Juliana looked furious. “Stop it!” she yelled. “Do you hear me! You stop this immediately!”

But the Noir didn’t stop. He was like a murderous machine without an off switch. He picked Jack from the wreckage of the fountain, soaking and gasping for air, and slammed him mercilessly against the ground. Jack swung at him blindly, but it was hopeless. The air filled with sickening thuds as the Noir pummeled his body. My eyes flooded with tears.

I clamored to my feet and searched the room. I had to do something. Longingly, I lifted my eyes to the half-painted ceiling with its celestial blue meant to ease the gloom of a nocturnal world. If only that sky were real, I thought. If only, if only, if only. I turned quickly to the ugly scaffolding, which rose up to the unpainted glass. The sky.
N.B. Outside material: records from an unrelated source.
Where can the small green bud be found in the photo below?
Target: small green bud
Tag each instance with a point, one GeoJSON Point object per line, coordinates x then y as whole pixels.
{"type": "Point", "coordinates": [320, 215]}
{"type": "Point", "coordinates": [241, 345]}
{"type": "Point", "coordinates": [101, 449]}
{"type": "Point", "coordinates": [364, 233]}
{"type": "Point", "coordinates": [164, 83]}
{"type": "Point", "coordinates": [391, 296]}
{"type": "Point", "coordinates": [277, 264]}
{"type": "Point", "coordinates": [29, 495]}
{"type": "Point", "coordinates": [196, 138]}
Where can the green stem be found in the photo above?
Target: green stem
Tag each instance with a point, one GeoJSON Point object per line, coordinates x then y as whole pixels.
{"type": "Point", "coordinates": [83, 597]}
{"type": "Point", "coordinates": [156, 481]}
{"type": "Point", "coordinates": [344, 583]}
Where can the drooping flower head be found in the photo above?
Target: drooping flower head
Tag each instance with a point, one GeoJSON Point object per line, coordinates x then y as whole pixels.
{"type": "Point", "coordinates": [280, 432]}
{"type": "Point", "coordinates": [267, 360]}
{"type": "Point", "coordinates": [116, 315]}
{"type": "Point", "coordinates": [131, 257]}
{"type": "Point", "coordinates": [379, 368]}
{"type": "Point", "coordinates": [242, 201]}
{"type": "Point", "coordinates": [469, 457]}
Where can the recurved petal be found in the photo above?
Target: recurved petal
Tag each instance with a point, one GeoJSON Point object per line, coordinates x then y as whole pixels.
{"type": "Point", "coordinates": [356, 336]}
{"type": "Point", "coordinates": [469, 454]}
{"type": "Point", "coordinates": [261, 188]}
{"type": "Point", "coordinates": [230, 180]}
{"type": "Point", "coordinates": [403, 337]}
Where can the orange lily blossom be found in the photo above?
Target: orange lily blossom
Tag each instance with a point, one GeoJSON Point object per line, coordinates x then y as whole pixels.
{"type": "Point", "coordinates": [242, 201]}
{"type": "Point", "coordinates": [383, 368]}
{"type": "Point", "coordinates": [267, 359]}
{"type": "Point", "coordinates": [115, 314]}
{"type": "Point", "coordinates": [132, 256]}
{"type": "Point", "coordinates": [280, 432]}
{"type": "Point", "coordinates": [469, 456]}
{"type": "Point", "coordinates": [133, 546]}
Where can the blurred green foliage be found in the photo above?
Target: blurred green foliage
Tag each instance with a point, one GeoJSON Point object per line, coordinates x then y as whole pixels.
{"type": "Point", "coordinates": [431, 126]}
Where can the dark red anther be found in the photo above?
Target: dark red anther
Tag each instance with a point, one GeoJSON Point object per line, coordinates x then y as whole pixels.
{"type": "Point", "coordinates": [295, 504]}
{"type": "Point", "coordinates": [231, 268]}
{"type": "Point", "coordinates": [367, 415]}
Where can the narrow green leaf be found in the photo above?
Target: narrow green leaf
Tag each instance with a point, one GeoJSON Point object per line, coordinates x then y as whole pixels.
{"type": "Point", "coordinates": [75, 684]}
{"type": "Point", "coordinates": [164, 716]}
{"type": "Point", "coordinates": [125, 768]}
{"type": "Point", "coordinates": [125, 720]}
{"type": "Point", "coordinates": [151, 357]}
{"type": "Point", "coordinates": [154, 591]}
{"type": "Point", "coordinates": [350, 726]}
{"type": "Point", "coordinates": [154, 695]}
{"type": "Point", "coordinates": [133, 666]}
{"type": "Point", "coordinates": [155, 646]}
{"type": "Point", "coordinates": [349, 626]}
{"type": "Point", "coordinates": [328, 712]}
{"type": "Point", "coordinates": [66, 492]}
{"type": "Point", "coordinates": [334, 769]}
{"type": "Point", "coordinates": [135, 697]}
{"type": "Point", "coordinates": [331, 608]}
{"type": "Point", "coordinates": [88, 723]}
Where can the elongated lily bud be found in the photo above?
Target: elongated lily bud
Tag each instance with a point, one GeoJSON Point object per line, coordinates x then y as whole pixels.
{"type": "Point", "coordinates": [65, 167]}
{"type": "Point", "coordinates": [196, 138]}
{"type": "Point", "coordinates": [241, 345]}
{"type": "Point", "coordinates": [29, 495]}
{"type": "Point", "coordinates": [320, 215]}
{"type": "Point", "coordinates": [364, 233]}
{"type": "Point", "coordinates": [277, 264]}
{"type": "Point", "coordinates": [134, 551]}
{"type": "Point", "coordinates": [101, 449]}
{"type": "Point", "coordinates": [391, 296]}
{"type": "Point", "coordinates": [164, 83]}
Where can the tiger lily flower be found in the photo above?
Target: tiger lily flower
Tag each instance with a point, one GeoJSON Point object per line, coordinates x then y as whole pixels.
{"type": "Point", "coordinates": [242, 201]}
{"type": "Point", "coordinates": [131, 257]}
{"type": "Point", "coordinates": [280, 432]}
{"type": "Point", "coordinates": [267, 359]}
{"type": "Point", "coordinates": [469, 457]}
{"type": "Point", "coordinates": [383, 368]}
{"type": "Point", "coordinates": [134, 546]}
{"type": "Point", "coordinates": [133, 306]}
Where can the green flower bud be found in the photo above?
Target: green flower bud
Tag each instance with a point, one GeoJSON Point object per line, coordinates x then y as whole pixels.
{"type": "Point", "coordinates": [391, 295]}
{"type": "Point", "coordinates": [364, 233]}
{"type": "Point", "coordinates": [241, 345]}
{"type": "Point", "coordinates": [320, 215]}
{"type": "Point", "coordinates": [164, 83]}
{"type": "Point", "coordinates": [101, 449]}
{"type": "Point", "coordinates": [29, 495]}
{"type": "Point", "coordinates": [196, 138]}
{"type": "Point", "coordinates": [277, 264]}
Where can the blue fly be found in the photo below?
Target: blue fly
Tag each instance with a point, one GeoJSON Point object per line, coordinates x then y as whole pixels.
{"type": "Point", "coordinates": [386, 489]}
I ran across the garden, my shoes plowing through the pristinely arranged flowerbeds and decorative stones until I reached the scaffolding. On the ground just beside it, concealed in the plants, was a smaller second scaffolding, still unassembled, the parts in a pile. I grabbed a metal rod from the pile and glanced anxiously over my shoulder. The Noir continued to unleash his fury on Jack, who lay wasted on the ground, arms covering his face. Juliana stood with clenched fists, watching. I scrambled up the ladder, my throbbing finger unbending, already a deep purple.

Once at the top, I stepped onto the narrow platform, my legs weak with vertigo. I was so tired, I could swear the platform rose and fell beneath my feet, like an elevator. I called upon every last ounce of strength in my body, and, shielding my eyes with one arm, I whacked the rod against the glass. At first it only splintered into a web of cracks. I swung the rod again. This time it shattered, and shards of glass rained down all around me. There was a burst of cold, and a cloudy winter sky peeked through. I struck again and again, smashing every inch of glass within my reach. The blows sent distress tremors down several panels, and large swatches of ceiling began to splinter and collapse. At first the effect was muted and unimpressive. And then, as if heaven sent, the cloud moved on, and the room was suddenly flooded with sunlight.

The Noir was encapsulated in gleaming rays of light. For a moment he froze, as if confused by the sudden warmth on his skin. The finger-like strips of flesh hanging from the center of his face twitched with surprise. Then his face snapped up and he squinted, unbelieving, at the sun. He covered his eyes and howled. Jack lay unmoving at his feet, and I felt a surge of panic to see him bathed in sunlight. The guard staggered around, face buried in his hands. He stumbled over fallen trees, slipped on the moonstones, and fell to the ground. Juliana let out a furious shriek. She turned quickly and fled down the walkway, disappearing into the shadows.

I rushed down the ladder and ran to Jack. Rhodes was already there, kneeling before him, a careful hand on his back. With a nervous glance at the exposed sky, he quickly squirmed out of his coat. He draped it carefully over Jack, and then looked at me, sullen, but resolute.

“We have to get him out of here. Now.”